Now we can train our tokenizer on the text files containing our vocabulary, we need to specify the vocabulary size, the min frequency for a token to be included and the special tokens. We choose a vocab size of 8,192 and a min frequency of 2 (you can tune this value depending on your max vocabulary size). 

The special tokens depends on the model, for RoBERTa we include a short list: 
- \<s> or BOS, beginning Of Sentence
- \</s> or EOS, End Of Sentence
- \<pad> the padding token
- \<unk> the unknown token
- \<mask> the masking token.

In [29]:
# %%time 
# paths = [str(x) for x in Path(".").glob("text_split/*.txt")]

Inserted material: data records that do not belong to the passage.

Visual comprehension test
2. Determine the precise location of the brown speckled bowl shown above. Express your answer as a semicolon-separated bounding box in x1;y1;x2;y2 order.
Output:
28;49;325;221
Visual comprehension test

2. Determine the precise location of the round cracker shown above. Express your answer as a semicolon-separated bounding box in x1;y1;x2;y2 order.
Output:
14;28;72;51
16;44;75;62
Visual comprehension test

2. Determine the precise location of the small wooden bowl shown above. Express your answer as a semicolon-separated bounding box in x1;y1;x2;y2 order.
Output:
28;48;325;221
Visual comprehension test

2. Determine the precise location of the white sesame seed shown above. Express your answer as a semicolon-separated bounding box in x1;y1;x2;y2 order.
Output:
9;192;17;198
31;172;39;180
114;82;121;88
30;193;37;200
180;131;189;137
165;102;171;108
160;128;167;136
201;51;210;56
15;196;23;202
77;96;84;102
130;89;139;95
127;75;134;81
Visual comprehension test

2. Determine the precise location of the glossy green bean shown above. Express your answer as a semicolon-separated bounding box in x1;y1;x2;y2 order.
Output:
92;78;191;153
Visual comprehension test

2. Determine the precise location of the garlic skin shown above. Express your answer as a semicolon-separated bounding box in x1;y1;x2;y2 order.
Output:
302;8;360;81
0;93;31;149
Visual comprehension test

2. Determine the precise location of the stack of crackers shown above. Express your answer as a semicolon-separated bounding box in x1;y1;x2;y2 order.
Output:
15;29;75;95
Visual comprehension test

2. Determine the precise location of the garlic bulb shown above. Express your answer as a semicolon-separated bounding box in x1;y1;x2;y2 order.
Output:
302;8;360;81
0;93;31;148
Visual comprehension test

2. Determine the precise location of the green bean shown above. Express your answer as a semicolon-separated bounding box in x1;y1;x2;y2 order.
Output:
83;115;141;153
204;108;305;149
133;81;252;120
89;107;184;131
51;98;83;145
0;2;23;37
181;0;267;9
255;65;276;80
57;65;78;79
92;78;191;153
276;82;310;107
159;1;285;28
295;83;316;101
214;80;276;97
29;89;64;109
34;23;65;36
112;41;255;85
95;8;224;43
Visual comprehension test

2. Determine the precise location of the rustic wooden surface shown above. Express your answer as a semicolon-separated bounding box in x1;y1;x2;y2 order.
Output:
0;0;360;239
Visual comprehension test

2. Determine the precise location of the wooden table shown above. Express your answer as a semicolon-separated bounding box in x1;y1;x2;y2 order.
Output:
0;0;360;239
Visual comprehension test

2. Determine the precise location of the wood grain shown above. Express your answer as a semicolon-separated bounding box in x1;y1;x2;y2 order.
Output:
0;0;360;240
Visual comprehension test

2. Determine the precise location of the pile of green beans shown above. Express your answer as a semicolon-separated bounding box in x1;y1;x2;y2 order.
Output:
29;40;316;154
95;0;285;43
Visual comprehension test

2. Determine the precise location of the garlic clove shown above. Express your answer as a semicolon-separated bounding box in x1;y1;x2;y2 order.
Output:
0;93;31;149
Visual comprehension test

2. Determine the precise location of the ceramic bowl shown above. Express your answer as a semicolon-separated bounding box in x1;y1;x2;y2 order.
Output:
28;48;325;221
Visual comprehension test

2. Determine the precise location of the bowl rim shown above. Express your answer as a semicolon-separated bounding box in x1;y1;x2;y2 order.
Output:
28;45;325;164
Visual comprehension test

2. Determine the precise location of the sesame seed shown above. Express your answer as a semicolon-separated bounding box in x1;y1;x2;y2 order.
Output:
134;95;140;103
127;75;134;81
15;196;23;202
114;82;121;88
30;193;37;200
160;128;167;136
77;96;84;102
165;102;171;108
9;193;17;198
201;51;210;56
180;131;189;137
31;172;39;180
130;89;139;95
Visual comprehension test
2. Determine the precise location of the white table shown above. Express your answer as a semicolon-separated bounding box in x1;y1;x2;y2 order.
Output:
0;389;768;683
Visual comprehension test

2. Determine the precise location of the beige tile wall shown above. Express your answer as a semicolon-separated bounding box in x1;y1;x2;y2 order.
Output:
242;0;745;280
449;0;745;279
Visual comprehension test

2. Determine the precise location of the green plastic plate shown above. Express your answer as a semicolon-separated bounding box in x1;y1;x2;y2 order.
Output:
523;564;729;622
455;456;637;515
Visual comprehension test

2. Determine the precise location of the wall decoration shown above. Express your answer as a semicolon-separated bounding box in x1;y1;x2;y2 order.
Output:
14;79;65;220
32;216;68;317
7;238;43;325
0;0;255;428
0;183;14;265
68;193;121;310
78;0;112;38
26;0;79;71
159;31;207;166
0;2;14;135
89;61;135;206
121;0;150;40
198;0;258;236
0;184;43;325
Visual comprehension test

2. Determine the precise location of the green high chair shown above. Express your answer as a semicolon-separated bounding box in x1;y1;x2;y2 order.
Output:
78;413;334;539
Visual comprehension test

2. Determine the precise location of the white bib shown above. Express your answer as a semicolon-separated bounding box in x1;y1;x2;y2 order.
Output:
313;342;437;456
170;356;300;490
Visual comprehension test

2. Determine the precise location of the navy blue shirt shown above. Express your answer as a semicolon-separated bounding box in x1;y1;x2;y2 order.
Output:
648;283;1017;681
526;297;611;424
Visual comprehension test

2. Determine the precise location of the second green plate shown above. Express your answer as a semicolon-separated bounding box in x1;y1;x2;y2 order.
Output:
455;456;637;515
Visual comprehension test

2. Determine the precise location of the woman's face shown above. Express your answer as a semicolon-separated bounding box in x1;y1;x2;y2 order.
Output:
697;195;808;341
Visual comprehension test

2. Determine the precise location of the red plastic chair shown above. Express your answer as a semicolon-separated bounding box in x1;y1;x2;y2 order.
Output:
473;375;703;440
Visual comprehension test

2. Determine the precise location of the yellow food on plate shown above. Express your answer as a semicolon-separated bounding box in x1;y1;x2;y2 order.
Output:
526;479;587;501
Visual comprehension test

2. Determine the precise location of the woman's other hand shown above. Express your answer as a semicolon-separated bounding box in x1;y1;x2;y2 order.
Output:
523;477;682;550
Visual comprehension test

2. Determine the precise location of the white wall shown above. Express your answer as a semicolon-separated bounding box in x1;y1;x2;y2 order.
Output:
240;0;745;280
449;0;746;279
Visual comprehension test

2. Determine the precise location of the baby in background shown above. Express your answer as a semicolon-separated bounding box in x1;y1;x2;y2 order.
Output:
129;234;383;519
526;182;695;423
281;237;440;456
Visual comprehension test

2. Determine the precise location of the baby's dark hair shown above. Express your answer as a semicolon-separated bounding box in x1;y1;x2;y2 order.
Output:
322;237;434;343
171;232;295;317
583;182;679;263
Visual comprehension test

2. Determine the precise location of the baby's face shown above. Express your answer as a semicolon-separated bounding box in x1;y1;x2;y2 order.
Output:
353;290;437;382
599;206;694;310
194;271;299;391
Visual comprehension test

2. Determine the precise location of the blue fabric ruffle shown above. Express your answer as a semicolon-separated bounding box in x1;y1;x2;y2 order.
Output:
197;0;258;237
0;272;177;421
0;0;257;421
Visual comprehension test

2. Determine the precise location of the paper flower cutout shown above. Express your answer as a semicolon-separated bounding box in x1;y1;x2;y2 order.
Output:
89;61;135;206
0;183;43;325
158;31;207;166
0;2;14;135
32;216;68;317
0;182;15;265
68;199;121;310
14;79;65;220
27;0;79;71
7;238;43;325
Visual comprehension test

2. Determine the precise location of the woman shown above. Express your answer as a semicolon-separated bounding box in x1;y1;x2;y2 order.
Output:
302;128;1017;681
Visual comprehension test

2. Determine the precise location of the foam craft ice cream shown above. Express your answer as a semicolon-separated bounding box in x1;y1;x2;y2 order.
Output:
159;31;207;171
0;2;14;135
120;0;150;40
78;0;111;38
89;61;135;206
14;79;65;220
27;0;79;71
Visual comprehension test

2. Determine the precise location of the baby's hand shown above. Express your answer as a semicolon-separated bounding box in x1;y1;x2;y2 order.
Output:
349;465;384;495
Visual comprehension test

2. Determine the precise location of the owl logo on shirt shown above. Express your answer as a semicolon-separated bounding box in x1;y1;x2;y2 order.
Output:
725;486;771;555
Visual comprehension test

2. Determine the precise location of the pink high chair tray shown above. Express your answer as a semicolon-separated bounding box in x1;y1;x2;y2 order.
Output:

# # Initialize a tokenizer
# tokenizer = ByteLevelBPETokenizer(lowercase=True)

# # Customize training
# tokenizer.train(files=paths, vocab_size=50265, min_frequency=2,
#                 show_progress=True,
#                 special_tokens=[
#                                 "<s>",
#                                 "<pad>",
#                                 "</s>",
#                                 "<unk>",
#                                 "<mask>",
# ])

In [30]:
# tokenizer

The count of samples is small and the tokenizer trains very fast. Now we can save the tokenizer to disk, later we will use it to train the language model:

In [31]:
# #Save the Tokenizer to disk
# tokenizer.save_model(tokenizer_folder)

We now have both a `vocab.json`, which is a list of the most frequent tokens ranked by frequency and it is used to convert tokens to IDs, and a `merges.txt` file that maps texts to tokens.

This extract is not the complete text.